Holier than thou
Most disturbing is the use of Islamic rhetoric to substantiate violence.
It seems as if a large portion of the population will have to be decimated so that the adherents of a certain ideology can create an ‘Islamic’ society. The binaries of ‘self’ and the ‘other’ are now frozen, with the ‘other’ being essentially damned and the ‘self’ being essentially blessed – a pompousness which has absolutely no place within a religion which embraces difference, encourages criticism and celebrates diversity.
Islamic history boasts of centuries and centuries of coexistence between people of different faiths. Sadly, historical narratives suffer the same fate as religious texts do: they’re either ignored, or are split apart from their contexts. Dissociated fragments of texts (both religious and historical) are then splashed around to substantiate violence and hatred. For instance, it is not a surprise to note that Quranic verses which enjoin cooperation with Jews and Christians are relatively unknown.
Rimsha Masih’s plight and repeated Shia killings in Hazara are inconceivable in a society which aims to be ‘Islamic’. It must be understood that all kinds of faiths are often determined by geography than human choice. Thus, targeting human beings on the basis of what they believe is the most grotesque exhibition of exaggerated superiority notions.
Most disturbing is the use of Islamic rhetoric to substantiate violence.
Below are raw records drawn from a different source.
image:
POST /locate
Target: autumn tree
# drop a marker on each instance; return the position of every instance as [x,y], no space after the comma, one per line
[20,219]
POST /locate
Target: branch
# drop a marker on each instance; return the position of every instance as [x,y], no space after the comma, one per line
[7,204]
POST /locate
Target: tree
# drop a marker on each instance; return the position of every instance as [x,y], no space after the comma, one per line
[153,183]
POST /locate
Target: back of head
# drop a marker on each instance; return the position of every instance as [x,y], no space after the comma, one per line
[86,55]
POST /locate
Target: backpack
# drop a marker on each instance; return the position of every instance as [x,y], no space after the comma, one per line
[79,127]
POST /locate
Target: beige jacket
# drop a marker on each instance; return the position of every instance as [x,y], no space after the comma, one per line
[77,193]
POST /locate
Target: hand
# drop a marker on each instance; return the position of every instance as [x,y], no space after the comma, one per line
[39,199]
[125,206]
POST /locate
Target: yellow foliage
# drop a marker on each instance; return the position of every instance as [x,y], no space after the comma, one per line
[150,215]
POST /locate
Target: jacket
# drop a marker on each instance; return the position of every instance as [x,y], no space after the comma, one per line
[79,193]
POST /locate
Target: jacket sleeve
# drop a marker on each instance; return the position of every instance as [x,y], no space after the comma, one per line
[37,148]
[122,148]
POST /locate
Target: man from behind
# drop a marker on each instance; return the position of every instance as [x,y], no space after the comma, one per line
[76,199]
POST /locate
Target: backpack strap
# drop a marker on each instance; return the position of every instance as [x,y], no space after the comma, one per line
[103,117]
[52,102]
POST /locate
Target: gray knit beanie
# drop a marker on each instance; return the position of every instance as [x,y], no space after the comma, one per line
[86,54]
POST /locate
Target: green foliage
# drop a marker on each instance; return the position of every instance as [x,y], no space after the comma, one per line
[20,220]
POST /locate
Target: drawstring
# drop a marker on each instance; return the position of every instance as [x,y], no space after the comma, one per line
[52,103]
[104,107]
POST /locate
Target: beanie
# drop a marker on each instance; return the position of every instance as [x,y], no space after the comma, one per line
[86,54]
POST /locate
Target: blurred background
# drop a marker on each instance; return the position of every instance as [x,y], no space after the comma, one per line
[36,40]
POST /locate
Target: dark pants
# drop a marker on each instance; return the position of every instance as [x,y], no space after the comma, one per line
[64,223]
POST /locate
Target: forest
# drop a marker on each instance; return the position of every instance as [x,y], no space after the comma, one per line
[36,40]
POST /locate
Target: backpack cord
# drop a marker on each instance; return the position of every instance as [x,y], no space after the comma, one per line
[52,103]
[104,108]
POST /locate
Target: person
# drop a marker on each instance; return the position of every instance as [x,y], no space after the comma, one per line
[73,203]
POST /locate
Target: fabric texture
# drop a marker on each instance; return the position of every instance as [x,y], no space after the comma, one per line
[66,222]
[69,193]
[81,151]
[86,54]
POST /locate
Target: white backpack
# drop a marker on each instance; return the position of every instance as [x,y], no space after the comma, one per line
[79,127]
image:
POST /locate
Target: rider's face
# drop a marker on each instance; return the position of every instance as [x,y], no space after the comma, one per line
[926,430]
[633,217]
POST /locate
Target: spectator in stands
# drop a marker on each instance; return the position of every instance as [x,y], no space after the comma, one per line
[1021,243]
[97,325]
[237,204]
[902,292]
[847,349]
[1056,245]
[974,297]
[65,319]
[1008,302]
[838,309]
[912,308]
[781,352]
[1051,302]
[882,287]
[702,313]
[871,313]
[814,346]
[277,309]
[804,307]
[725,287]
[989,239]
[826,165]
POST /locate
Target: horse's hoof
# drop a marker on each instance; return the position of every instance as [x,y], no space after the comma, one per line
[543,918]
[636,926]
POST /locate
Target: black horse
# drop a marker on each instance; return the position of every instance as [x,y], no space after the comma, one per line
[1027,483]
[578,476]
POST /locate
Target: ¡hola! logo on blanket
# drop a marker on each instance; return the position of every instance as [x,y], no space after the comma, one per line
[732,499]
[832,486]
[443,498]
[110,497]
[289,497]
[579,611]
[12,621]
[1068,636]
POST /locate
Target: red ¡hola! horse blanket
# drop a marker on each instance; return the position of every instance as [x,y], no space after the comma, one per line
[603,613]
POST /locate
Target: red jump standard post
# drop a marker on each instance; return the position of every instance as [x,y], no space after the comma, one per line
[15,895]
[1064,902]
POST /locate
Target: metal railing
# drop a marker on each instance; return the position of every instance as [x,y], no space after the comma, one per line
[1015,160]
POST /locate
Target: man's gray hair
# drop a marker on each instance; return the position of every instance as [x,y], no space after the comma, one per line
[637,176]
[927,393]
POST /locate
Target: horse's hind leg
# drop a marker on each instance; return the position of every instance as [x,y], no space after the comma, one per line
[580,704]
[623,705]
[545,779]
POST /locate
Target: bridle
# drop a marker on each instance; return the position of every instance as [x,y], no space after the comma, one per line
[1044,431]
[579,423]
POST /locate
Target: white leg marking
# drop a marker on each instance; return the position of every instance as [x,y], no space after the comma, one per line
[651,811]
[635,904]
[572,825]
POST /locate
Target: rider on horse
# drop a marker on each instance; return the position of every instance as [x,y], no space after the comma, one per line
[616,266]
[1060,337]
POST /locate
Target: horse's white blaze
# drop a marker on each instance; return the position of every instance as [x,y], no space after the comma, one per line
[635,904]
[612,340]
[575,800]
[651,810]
If the aim is to realise an Islamic society, then the ongoing violence on the grounds of faith retards the process like nothing else. An Islamic society is marked by pluralism, and is incomplete without the peaceful existence of men and women from other religions.
A basic insight into seven centuries of Islamic rule in the Iberian Peninsula would suffice to prove the claim. From 700-1100 AD, parts of the Iberian Peninsula that were under Muslim rule, known as ‘al-Andalus’, offered the most breathtaking example of coexistence between Muslims, Christians and Jews. Not surprisingly, this unity led to one of the grandest intellectual exchanges the world saw after the Greek civilisation - with many Jewish and Christian canonical works translated into Arabic.
This all-embracing nature of Islam might be in stark contradiction to the popular narrative which explains it as an intolerant faith, baying for the blood of every non-Muslim. However, this is not the case as the public sphere of Islam is one of tolerance and equality. It embodies all the merits of the secular public sphere, without offending any religious sensibility. Thereby, it renders the secular-religious divide completely redundant while embracing every ‘non-believer’ - quelling the alarm bells of religious violence altogether.